Now, having said all that: you are part of the world, and you may in fact be uncertain about various aspects of your mind, including your probability assignments. So if you are trying to predict your own future behaviour or something, then for that purpose you may want to introduce something like uncertainty about your probability distribution. But I think you shouldn’t identify your model of your probability distribution, as here, with the probability distribution you’re using for calculation, as in the previous paragraphs. (In particular, I suspect that assuming they match may lead you into inconsistencies.)
Let me express my approach in a slightly different way.
Let’s say I have a sample of some numbers and I’m interested in the properties of future numbers coming out of the same underlying process.

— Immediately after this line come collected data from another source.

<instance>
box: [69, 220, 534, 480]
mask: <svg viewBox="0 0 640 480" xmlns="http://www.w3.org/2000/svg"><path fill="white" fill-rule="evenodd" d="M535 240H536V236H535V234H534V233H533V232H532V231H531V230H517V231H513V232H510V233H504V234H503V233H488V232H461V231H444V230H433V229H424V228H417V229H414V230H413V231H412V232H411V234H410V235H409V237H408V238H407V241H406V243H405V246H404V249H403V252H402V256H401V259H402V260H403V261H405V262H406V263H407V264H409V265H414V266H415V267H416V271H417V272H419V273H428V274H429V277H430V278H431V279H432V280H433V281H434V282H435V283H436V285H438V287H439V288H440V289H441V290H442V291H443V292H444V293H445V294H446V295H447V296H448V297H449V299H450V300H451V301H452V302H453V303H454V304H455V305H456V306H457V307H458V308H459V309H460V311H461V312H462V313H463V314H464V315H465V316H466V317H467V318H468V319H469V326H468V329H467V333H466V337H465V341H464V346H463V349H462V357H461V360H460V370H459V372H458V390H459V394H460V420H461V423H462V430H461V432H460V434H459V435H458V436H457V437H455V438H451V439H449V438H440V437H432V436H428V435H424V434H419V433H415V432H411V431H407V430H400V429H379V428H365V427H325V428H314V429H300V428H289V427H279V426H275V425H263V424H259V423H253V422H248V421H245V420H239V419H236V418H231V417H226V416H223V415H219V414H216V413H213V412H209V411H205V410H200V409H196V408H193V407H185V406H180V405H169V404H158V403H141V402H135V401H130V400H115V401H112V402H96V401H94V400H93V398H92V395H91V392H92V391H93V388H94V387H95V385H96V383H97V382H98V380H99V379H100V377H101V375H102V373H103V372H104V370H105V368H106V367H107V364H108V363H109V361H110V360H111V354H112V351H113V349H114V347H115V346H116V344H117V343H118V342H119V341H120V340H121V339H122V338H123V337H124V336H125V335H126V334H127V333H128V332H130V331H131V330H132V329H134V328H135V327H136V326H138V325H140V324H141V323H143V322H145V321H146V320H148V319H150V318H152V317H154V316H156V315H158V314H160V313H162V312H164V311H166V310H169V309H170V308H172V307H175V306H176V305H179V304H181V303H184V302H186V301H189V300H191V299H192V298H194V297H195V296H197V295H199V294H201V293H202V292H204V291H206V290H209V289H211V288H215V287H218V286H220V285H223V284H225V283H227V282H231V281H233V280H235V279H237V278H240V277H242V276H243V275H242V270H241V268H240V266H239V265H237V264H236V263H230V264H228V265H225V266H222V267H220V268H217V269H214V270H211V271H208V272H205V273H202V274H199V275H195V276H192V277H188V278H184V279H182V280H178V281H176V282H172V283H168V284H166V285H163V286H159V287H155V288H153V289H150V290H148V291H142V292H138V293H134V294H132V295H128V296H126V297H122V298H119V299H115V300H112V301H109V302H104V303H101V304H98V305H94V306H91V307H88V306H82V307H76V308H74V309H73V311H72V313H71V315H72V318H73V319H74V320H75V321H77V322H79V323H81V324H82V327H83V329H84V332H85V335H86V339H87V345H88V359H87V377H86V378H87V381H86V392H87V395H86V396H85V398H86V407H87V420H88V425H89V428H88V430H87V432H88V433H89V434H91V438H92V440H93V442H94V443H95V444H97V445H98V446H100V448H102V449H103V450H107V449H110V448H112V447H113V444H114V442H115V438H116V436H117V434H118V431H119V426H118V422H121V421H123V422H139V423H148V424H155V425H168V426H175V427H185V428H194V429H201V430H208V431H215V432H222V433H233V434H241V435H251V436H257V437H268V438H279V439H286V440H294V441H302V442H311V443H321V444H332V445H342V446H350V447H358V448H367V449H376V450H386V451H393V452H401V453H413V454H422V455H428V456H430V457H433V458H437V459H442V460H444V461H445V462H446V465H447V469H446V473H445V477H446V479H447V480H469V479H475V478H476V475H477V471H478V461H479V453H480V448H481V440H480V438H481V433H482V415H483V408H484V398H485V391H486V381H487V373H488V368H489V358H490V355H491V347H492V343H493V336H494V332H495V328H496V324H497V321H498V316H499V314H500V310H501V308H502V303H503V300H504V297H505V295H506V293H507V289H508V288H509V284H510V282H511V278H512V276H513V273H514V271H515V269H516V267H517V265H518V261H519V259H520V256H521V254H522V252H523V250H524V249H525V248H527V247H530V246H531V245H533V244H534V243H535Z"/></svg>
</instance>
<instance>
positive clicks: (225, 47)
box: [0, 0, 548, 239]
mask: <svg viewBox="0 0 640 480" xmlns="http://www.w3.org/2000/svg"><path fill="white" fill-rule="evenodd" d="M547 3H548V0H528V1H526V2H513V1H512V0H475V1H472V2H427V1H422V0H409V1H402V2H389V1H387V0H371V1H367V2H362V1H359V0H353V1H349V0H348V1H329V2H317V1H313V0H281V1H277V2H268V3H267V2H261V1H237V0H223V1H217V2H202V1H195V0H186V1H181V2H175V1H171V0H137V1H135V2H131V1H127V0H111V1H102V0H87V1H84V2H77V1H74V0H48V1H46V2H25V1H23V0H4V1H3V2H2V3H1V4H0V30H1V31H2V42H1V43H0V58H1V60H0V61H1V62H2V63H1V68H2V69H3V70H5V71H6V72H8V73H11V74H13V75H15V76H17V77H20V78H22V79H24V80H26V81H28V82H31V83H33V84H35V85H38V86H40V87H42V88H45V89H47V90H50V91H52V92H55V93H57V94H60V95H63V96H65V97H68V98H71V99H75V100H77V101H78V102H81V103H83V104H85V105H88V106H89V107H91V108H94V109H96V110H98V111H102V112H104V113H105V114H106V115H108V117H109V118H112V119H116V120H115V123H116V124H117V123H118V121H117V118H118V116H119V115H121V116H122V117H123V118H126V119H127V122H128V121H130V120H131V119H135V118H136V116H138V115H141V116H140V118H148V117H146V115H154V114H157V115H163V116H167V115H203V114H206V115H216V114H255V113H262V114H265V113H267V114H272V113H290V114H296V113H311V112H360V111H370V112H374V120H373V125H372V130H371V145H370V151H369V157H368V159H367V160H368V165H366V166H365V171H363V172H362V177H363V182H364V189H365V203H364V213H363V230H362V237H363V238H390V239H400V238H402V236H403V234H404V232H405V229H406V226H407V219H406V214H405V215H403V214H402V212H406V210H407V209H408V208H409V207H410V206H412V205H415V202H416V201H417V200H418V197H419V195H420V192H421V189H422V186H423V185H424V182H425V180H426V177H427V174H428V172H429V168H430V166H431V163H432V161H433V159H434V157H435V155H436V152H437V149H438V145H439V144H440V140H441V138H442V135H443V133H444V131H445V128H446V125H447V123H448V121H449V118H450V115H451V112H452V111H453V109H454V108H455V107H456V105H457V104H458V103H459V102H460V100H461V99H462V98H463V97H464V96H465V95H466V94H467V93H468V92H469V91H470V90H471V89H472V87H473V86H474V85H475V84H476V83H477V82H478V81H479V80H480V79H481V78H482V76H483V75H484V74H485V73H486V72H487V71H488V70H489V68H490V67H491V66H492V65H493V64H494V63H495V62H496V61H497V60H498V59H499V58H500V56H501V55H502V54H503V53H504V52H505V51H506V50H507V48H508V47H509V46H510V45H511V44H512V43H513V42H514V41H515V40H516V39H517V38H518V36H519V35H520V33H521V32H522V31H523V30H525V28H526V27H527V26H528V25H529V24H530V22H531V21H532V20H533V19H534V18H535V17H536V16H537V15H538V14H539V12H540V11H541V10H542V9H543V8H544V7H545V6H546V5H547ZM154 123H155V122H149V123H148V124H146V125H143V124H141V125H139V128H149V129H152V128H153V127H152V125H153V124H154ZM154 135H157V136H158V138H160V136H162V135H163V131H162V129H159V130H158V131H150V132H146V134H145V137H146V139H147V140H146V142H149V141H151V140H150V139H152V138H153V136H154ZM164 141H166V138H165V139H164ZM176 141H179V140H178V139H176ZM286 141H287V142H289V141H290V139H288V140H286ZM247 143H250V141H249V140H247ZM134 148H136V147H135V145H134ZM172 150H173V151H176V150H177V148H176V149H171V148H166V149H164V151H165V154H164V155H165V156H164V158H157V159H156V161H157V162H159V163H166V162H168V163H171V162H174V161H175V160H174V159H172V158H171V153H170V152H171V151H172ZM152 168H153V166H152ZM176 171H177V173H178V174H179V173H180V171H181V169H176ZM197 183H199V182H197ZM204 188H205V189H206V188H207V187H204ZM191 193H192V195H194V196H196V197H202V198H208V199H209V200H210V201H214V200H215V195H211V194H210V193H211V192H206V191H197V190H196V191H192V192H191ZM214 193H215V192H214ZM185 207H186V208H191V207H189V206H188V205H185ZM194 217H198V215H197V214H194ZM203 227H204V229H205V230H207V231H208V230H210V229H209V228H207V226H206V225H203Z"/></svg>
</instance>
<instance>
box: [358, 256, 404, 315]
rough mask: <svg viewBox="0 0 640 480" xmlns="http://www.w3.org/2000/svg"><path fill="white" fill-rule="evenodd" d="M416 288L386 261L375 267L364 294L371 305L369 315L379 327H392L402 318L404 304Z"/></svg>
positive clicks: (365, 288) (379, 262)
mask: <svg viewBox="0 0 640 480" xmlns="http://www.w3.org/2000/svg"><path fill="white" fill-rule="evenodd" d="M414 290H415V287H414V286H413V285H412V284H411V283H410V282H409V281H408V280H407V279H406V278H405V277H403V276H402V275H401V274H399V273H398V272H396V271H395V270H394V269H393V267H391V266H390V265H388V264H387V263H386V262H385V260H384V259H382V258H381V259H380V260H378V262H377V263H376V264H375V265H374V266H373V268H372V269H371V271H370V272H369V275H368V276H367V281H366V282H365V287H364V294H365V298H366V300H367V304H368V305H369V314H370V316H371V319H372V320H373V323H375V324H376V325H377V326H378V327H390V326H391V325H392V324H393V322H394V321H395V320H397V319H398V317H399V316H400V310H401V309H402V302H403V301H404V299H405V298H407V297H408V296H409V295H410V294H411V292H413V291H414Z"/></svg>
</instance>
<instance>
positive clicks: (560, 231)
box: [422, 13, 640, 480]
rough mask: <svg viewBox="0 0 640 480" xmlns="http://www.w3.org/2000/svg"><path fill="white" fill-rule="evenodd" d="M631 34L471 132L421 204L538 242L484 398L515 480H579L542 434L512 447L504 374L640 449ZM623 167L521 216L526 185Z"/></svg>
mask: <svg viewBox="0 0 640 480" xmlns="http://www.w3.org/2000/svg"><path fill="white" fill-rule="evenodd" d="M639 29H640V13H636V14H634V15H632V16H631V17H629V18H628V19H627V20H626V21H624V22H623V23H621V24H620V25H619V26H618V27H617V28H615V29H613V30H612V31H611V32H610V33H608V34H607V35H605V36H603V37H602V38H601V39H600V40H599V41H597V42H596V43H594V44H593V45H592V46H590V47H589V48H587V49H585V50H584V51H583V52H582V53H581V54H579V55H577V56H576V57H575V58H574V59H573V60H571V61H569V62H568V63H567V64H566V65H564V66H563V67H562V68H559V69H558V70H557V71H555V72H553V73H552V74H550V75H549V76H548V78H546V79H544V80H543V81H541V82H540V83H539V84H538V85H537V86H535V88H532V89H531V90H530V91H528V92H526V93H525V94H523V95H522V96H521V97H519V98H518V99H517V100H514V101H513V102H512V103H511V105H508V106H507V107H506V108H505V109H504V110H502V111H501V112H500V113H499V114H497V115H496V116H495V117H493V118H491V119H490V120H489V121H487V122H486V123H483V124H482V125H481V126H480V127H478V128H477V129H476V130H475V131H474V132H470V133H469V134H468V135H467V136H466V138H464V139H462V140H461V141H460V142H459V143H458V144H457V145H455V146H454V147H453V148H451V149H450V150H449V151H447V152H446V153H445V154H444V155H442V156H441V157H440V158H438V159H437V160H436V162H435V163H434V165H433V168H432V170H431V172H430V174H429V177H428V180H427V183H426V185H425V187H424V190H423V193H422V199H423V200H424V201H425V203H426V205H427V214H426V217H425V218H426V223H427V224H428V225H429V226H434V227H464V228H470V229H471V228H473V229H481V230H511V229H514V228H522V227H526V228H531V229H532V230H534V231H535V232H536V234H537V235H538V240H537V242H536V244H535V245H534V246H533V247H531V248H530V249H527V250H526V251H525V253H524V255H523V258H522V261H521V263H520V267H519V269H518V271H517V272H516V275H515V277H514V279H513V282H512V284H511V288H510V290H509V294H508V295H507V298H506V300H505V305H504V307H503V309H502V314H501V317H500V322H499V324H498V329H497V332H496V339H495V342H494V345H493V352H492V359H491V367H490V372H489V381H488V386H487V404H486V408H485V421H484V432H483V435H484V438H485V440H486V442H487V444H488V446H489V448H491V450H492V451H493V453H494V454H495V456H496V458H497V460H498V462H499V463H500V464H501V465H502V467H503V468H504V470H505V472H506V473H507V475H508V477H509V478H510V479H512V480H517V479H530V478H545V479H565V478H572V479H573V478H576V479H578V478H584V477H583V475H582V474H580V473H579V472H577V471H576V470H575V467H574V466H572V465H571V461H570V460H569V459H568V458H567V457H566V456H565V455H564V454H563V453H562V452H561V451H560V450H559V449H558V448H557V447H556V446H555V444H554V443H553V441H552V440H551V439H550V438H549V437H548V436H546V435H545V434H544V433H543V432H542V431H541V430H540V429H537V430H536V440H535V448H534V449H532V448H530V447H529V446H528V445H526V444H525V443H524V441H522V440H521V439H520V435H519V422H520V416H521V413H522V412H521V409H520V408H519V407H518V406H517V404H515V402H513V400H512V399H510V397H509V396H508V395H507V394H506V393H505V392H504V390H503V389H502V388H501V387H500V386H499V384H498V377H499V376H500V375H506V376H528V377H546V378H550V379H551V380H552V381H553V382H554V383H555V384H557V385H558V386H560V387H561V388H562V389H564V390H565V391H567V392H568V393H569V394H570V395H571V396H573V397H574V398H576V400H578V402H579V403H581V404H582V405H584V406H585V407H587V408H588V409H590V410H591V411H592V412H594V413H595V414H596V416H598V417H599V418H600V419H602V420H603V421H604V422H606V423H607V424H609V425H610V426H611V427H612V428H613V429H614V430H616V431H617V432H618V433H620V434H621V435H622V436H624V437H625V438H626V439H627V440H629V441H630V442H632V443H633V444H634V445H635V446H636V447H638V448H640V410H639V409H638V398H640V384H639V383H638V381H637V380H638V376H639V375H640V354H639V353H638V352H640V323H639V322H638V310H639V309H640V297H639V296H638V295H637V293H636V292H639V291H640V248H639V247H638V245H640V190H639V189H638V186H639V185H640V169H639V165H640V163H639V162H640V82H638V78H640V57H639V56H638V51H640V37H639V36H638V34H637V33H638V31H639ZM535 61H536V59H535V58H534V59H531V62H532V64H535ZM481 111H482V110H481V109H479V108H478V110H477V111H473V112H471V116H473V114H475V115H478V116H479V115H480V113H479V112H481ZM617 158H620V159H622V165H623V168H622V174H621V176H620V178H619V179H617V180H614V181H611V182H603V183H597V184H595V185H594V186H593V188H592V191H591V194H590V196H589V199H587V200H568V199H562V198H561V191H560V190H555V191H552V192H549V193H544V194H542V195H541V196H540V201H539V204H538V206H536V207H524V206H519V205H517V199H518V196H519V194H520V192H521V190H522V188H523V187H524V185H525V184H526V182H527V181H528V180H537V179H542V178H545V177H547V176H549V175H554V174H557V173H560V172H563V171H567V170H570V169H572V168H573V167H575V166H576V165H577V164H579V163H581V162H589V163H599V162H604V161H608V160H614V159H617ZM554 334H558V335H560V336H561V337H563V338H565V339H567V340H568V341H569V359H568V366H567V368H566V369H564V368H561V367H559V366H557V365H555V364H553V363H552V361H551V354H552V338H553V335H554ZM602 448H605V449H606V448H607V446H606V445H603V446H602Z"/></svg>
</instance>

The simplest approach (say, Level 1) is to have a point estimate. Here is my expected value for the future numbers.
But wait! There is uncertainty. At Level 2 I specify a distribution, say, a Gaussian with a particular mean and standard deviation (note that it implies e.g. very specific “hard” probabilities of seeing particulate future numbers).
But wait! There is more uncertainty! At Level 3 I specify that the mean of that Gaussian is actually uncertain, too, and has a standard error—in effect it is a distribution (meaning your “hard” probabilities from the previous level just became “soft”). And the variance is uncertain, too, and has parameters of its own.
But wait! You can dive deeper and find yet more turtles down there.
I have an uncertain prior. I find that notion intuitive, it seems that you don’t.
It is uncertainty about the probability that the theory A is correct. I find the idea of “uncertainty about the probability” meaningful and useful.
I think that in a large number of cases you just do not have enough data for “figuring out all the intricate evidential structures” and the “heuristic technique” is all you can do. As for being rigorous, I’ll be happy if in the limit it converges to the right values.
But I don’t have one. I’m not Omega—the world is too large for me to have a probability distribution over it. I’m building models all of which are wrong but some of which are useful (hat tip to George Box). Is it useful to me to have multilayered models which involve probabilities of probabilities.
I think we are basically talking about whether to collapse all the meta-levels into one (your and Anders_H’s position) or not collapse them (my position).